Benim bir itirazda bulunmama gerek bırakmadan cevaplamaya girişti. Benden daha
fazla konuşup kontrolün kendinde olduğunu bana hissettirmek istiyordu.
"Vedalarımdan Öteye Gitme, az
önceki yazınız gibi sırılsıklam bir romantizm şiiri değil, tam aksine çok
kuvvetli sitem içeren bir başyapıt. Üstelik fantastik ve bilimkurgu öğelerinin
bir şiir içine bu kadar etkili ancak fark ettirmeden dağılması eşine az
rastlanan bir durum. Orion ise farklı bir cennetten kovulma
hikâyesi anlatan başarılı bir mitos. Avcı'nın kılıcını kalbinizi kesmesi için
kullanması metaforu ise derin anlamlar arayanlar için engin bir deniz. Bohem
Türküsü zaten her haliyle bir serzeniş ve kötü bir sonla biten iyi bir
öykü. Bir başkası tarafından yazılmış bir şarkıyı, kendi hayatınıza ancak bu
kadar uyarlayabilirdiniz."
En gurur duyduğum ancak az önce aklımdan
romantik örnekler olarak geçirdiğim tüm bu yazılarımı sıralarken sesi yatışıyor
gibiydi ancak son anda tekrar yükselişe geçti.
"Fakat elimde tuttuğum bu müsveddeye
bir yazı demek bile gelmiyor içimden." Yüzünü buruşturmasından, ne kadar
tiksindiğini görebiliyordum. Konuşurken adeta yerinde zıplıyor, git gide
tizleşen sesi kulaklarımda çınlıyordu. Ancak bu öfkenin sebebini bir türlü
anlayabilmiş değildim.
"Haksızlık ediyorsunuz. Üstelik neyi
yazıp neyi yazmayacağıma siz karar veremezsiniz. Arılar bal yapar, unuttunuz
mu? Benim de işim bu!" Nihayet bu sözle ne demek istediğini anladığımı
düşünüyordum. Anlaşılan o ki yanılıyordum.

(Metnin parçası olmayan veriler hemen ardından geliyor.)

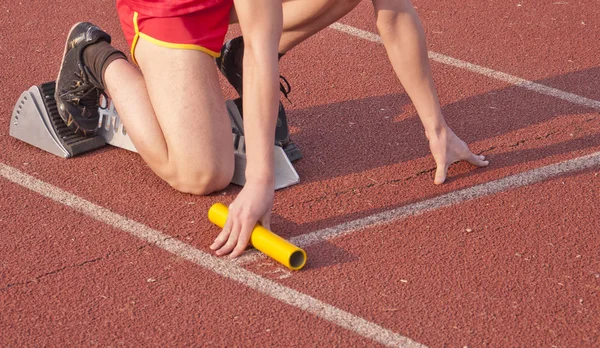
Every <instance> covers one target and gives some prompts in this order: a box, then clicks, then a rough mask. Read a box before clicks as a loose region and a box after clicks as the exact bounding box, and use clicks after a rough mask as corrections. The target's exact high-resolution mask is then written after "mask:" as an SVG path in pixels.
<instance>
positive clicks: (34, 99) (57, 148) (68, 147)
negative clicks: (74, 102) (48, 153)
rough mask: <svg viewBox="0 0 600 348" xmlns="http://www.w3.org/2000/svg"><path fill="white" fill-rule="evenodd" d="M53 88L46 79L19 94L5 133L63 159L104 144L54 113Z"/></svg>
mask: <svg viewBox="0 0 600 348" xmlns="http://www.w3.org/2000/svg"><path fill="white" fill-rule="evenodd" d="M54 88H55V83H54V82H47V83H43V84H41V85H40V86H32V87H31V88H29V89H28V90H27V91H25V92H23V93H22V94H21V96H20V97H19V100H18V101H17V104H16V105H15V107H14V109H13V113H12V117H11V120H10V131H9V134H10V135H11V136H13V137H15V138H17V139H19V140H21V141H24V142H26V143H28V144H31V145H33V146H35V147H38V148H40V149H42V150H44V151H47V152H50V153H52V154H54V155H56V156H60V157H63V158H70V157H73V156H77V155H79V154H82V153H84V152H88V151H91V150H94V149H97V148H99V147H102V146H104V145H105V144H106V142H105V140H104V138H103V137H102V136H100V135H96V136H91V137H89V136H88V137H85V136H83V135H80V134H76V133H74V132H73V130H71V129H70V128H69V127H67V125H66V124H65V123H64V122H63V120H62V119H61V118H60V115H59V114H58V109H57V108H56V100H55V99H54Z"/></svg>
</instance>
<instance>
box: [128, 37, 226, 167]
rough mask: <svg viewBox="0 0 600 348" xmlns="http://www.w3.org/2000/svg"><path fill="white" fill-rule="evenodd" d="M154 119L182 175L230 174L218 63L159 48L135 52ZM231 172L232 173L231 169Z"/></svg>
mask: <svg viewBox="0 0 600 348" xmlns="http://www.w3.org/2000/svg"><path fill="white" fill-rule="evenodd" d="M135 53H136V58H137V62H138V64H139V66H140V68H141V70H142V73H143V75H144V80H145V82H146V87H147V90H148V96H149V97H150V100H151V103H152V107H153V109H154V112H155V115H156V119H157V121H158V123H159V125H160V128H161V130H162V133H163V135H164V139H165V142H166V145H167V148H168V154H169V164H170V165H172V166H175V168H176V169H177V171H178V172H192V173H193V172H201V171H202V170H204V169H210V168H214V166H215V165H216V166H217V167H218V168H223V167H225V168H232V166H233V142H232V135H231V124H230V121H229V117H228V116H227V110H226V108H225V101H224V98H223V94H222V92H221V88H220V85H219V79H218V75H217V70H216V66H215V63H214V59H213V58H212V57H211V56H209V55H207V54H205V53H204V52H202V51H198V50H189V49H174V48H168V47H163V46H160V45H156V44H154V43H152V42H150V41H148V40H146V39H144V38H143V37H141V38H140V39H139V41H138V43H137V45H136V48H135ZM231 170H232V169H231Z"/></svg>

"Arılar bal yapar, Kartal Bey. Siz
sadece bir bal arısı yetiştiricisisiniz. Yazılarınız, bal, benim ürünüm."
Bu sözler karşısında ne yapacağımı, ne
söyleyeceğimi şaşırdım. Konuşmamak için kendimi zorluyordum çünkü konuşurken
sesim sinirden ağlamaklı çıkacaktı ve ben, karşımdaki kişiye bu üstünlüğü vermek
istemiyordum. Söylediklerini defalarca tarttıktan sonra derin bir nefes alarak sakince konuşmaya çalıştım.

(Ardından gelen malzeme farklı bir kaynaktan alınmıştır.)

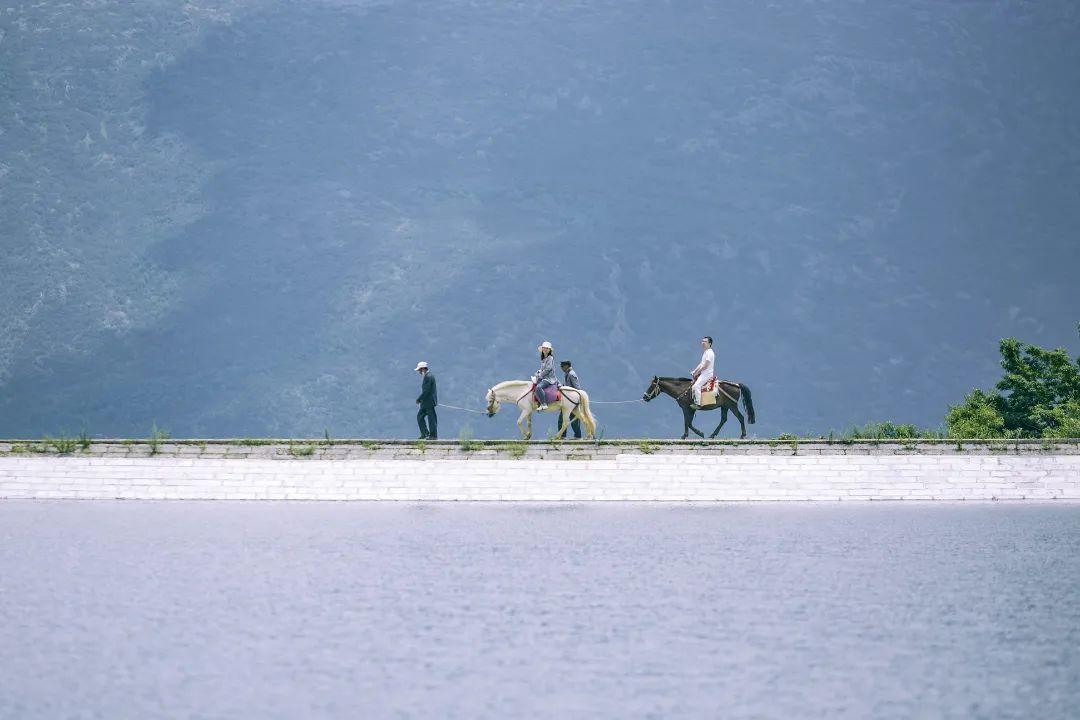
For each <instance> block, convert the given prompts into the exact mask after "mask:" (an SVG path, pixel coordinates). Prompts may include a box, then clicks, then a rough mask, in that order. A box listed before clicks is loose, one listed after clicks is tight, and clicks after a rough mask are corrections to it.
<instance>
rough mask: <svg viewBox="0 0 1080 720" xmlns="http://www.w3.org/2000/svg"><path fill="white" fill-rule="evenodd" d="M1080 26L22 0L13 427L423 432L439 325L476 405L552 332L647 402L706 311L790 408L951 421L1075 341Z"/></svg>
mask: <svg viewBox="0 0 1080 720" xmlns="http://www.w3.org/2000/svg"><path fill="white" fill-rule="evenodd" d="M1078 38H1080V8H1078V5H1077V3H1075V2H1071V1H1070V0H1048V1H1044V2H1038V3H1017V2H1005V1H1000V2H995V1H987V2H939V1H936V0H935V1H924V2H923V1H916V0H904V1H902V2H889V3H885V2H881V3H864V2H854V1H853V0H852V1H840V0H837V1H835V2H824V1H823V2H810V3H797V4H796V3H761V2H756V1H751V0H746V1H742V2H723V3H716V2H703V3H663V2H646V1H642V2H638V1H627V0H621V1H611V2H563V1H554V2H505V1H494V0H491V1H488V0H477V1H475V2H451V1H448V0H440V1H432V2H347V1H345V0H340V1H329V0H327V1H311V2H295V3H284V2H259V1H255V0H253V1H243V2H241V1H226V0H221V1H201V2H198V3H187V4H183V3H176V2H166V1H162V0H143V1H140V2H137V3H126V2H114V1H110V0H94V1H89V0H79V1H76V2H68V3H58V2H56V3H53V2H44V3H40V2H33V3H31V2H14V3H9V4H8V5H5V6H0V250H2V254H0V435H4V436H21V435H22V436H37V435H40V434H42V433H45V432H57V431H58V430H59V429H67V430H68V431H69V432H78V430H79V429H80V427H81V426H85V427H86V429H87V431H89V432H90V433H91V434H94V435H127V434H134V435H145V434H146V433H147V432H149V427H150V425H151V423H152V422H154V421H157V423H158V424H159V425H161V426H164V427H167V429H168V430H170V431H171V432H172V433H173V434H174V435H217V436H221V435H235V436H243V435H259V434H274V435H284V436H299V435H322V434H323V433H324V430H325V429H329V432H332V433H333V434H336V435H387V436H414V435H415V431H416V429H415V424H414V421H413V415H414V406H413V399H414V398H415V396H416V394H417V392H418V384H419V383H418V378H417V377H416V376H415V375H414V373H413V372H411V369H413V367H414V365H415V364H416V362H417V361H418V359H427V361H429V362H430V363H431V364H432V366H433V368H434V372H435V375H436V377H437V378H438V381H440V396H441V398H442V399H443V400H444V402H445V403H450V404H455V405H468V406H471V407H476V406H478V405H480V404H481V403H482V399H483V394H484V391H485V390H486V389H487V388H488V386H490V385H491V384H494V383H495V382H498V381H500V380H504V379H510V378H523V377H527V376H528V375H529V372H530V371H532V370H534V369H535V366H536V351H535V349H536V347H537V345H538V344H539V342H540V341H541V340H545V339H548V340H551V341H552V342H553V343H554V344H555V348H556V354H557V356H558V357H561V358H563V357H569V358H571V359H573V362H575V365H576V366H577V367H578V370H579V372H580V375H581V377H582V380H583V381H584V383H585V386H586V388H588V389H589V390H590V391H592V394H593V396H594V398H595V399H599V400H604V399H627V398H635V397H639V396H640V394H642V392H643V391H644V390H645V386H646V385H647V384H648V381H649V379H650V378H651V377H652V376H653V375H658V373H659V375H683V373H686V372H687V371H688V370H689V368H691V367H692V366H693V365H694V364H696V363H697V362H698V359H699V356H700V349H699V347H698V339H699V338H700V337H701V336H702V335H704V334H710V335H713V336H714V337H715V338H716V340H717V365H718V372H719V375H720V376H721V377H726V378H732V379H737V380H742V381H744V382H746V383H747V384H750V385H751V388H753V390H754V399H755V404H756V406H757V409H758V418H759V422H758V424H757V425H755V426H754V430H756V432H757V433H759V434H775V433H779V432H798V433H802V432H827V430H828V429H829V427H842V426H846V425H848V424H851V423H856V422H863V421H865V420H867V419H892V420H895V421H897V422H915V423H919V424H923V425H926V424H934V423H937V422H940V421H941V418H942V413H943V409H944V408H945V406H946V405H947V404H948V403H955V402H959V399H960V398H962V397H963V395H964V393H967V392H968V391H969V390H971V389H972V388H973V386H988V385H989V384H991V383H993V382H994V380H995V379H996V378H997V376H998V366H997V361H996V356H995V351H996V348H997V343H998V339H999V338H1001V337H1004V336H1010V335H1012V336H1017V337H1023V338H1024V339H1025V340H1027V341H1029V342H1032V343H1038V344H1044V345H1050V347H1054V345H1061V344H1068V345H1070V347H1071V348H1074V349H1076V347H1077V338H1076V332H1075V329H1074V328H1075V327H1076V322H1077V310H1078V308H1080V290H1078V284H1077V281H1076V279H1077V276H1078V273H1080V261H1078V250H1077V239H1078V236H1080V196H1078V190H1077V189H1078V187H1080V93H1078V90H1077V89H1078V87H1080V43H1078V42H1077V39H1078ZM594 409H595V411H596V415H597V416H598V418H599V421H600V424H602V425H604V426H605V432H606V435H607V436H609V437H610V436H616V435H650V436H669V435H673V434H678V431H680V420H679V415H678V412H677V410H676V408H675V406H674V404H671V403H670V402H667V403H666V404H664V403H662V402H658V403H656V404H652V405H650V406H639V405H625V406H603V405H599V406H597V407H596V408H594ZM442 421H443V425H444V427H443V434H444V436H451V437H453V436H456V435H457V434H458V432H459V430H460V429H461V426H462V424H464V423H469V424H470V425H471V431H472V432H473V433H475V434H476V435H478V436H486V435H510V434H511V433H512V431H513V424H512V421H511V419H510V418H509V417H502V416H500V417H499V418H498V419H496V420H487V419H486V418H482V417H480V416H465V417H462V416H461V415H460V413H455V411H453V410H445V411H444V412H443V415H442ZM705 424H708V423H705ZM732 432H735V430H734V429H732Z"/></svg>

"Benim ne yazıp ne yazamayacağıma
karışıyorsunuz. Buna hakkınız yok. Üstelik yazdıklarım tamamen bana ait olan
şeylerdir."
Sözlerim karşısında git gide
öfkeleniyordu. Kendi yazdığım yazıları sahiplendiğim için sinirleniyor olması
inanılır gibi değildi. Demek ilham perileri bu kadar açgözlü, gururlu ve öfkeli
oluyordu.
"Seni bulduğumda o aptal aşk bloglarını
yazıyordun. Ben olmasam bir hiçtin! Vedalarımdan Öteye Gitme gibi
bir şiiri ancak bir şairin kitabında okur, Orion'u belki rüyanda
görürdün. Bohem Türküsü'nü asla yazamadın. Bunların hepsi benim
eserim!
Artık söylediklerini duyamıyordum bile.
Sinirim ve ağlama hissim kaybolmuş, yerini bir sürü soruya bırakmıştı. Acaba
herkesin ilham perisi bu kadar kötü biri miydi? Yoksa yanılıyor muydum, ilham
perim aslında kötü biri değildi de haklılığı yüzünden mi sinirleniyordu?
Onsuz gerçekten bir hiç olup olmadığımı
düşündüm. Bu sorunun cevabını yaşayarak öğrenmeye karar vermiştim. Yavaşça
oturduğum yerden doğruldum. Otoritesine yapılan bu itaatsizlikle
karşılaştığında yüzünün aldığı şekilden daha önce hiç onu terk eden bir yazar
olmadığını anladım. Belki de sadece bunu benden beklemiyordu. Anlaşılan o da
ben de yeterince şaşırmıştık bugün karşılaştığımız kişiliklere. Elindeki kâğıda
uzanıp yazımı onun ellerinden çekip kurtardım. Bugünden itibaren ben, hayatıma
ilhamı olmayan bir yazar olarak devam edecektim. O ise, yazarı olmayan bir ilham
perisi olarak savrulup duracaktı sayfaların arasında...
Dışarı çıktığımda arı heykeli hâlâ
oradaydı. Kâğıda baktım.
Çünkü ben hayatımın hiçbir evresinde senin
gülüşünü tasvir edebilecek kadar şair olamadım.
Gülümsedim. Bugüne kadar kurduğum hiçbir
cümle ile bu kadar gurur duymuyordum. Sisli sokağın içine dalıp oradan uzaklaştım. Arı heykeli bütün güzelliğiyle süzülmeye devam ediyordu.